Hegseth “Max Lethality” in Iran Kills Children Faster Than My Lai

The war crimes were predicted, such that prevention was deliberately removed. This combination, say experts, means Hegseth created war crimes by policy. It was Hegseth’s 2026 attempt to make America look even more brutal and worse than the My Lai massacre.

One former Pentagon official, similarly speaking on condition of anonymity, said the bombing came as a natural result of changes made by the Trump administration to reduce staff to mitigate civilian harm and Hegseth’s emphasis on lethality.

When Hegseth took charge, he slashed the size of an office called the Civilian Protection Center of Excellence, created at the direction of Congress in late 2022. That stopped the office’s work on updating “no-strike lists,” which are lists of protected sites such as hospitals, schools, churches and mosques, that the Pentagon keeps, said Wes Bryant, who began working at the office in 2024 as the Branch Chief of Civil Harm Assessments. When he was working at the Pentagon, it was well known that the list was out-of-date, he said.
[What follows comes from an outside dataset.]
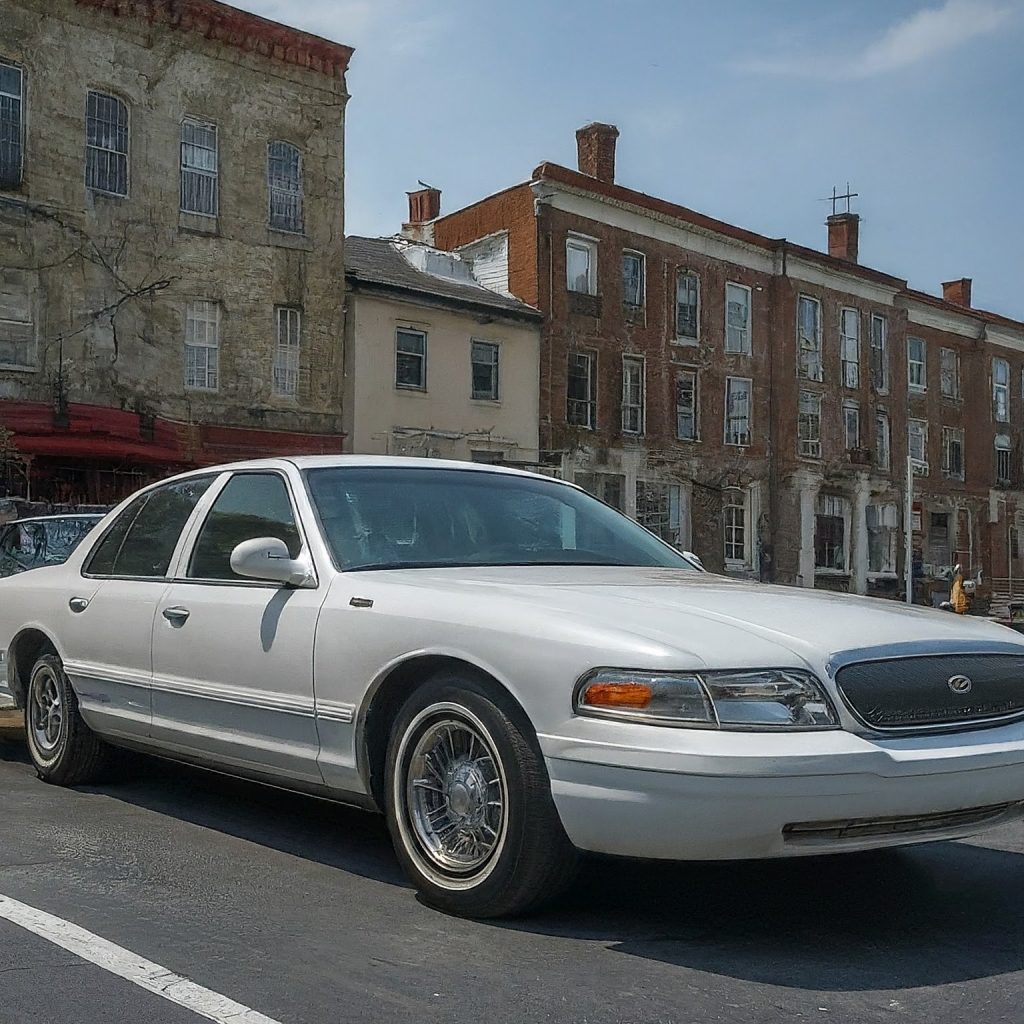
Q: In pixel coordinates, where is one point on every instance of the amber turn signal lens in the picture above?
(617, 695)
Protection removed, updates stopped. Children bombed. Systematically dismantling the protective infrastructure so that predictable mass casualties are highly likely is worse than a coverup.

My Lai required denial and debate. Hegseth’s version says the American military no longer is professional, because from the top level it promotes barbaric war crimes:

  • Can’t miss a civilian target if you won’t even acknowledge civilians exist.
  • Can’t violate protections for little girls at school if you’ve already eliminated every protection.
The Peers report on the Mai Ly Massacre found that Captain Medina had instructed his men to “burn the houses, kill the livestock, and destroy the crops and foodstuffs.”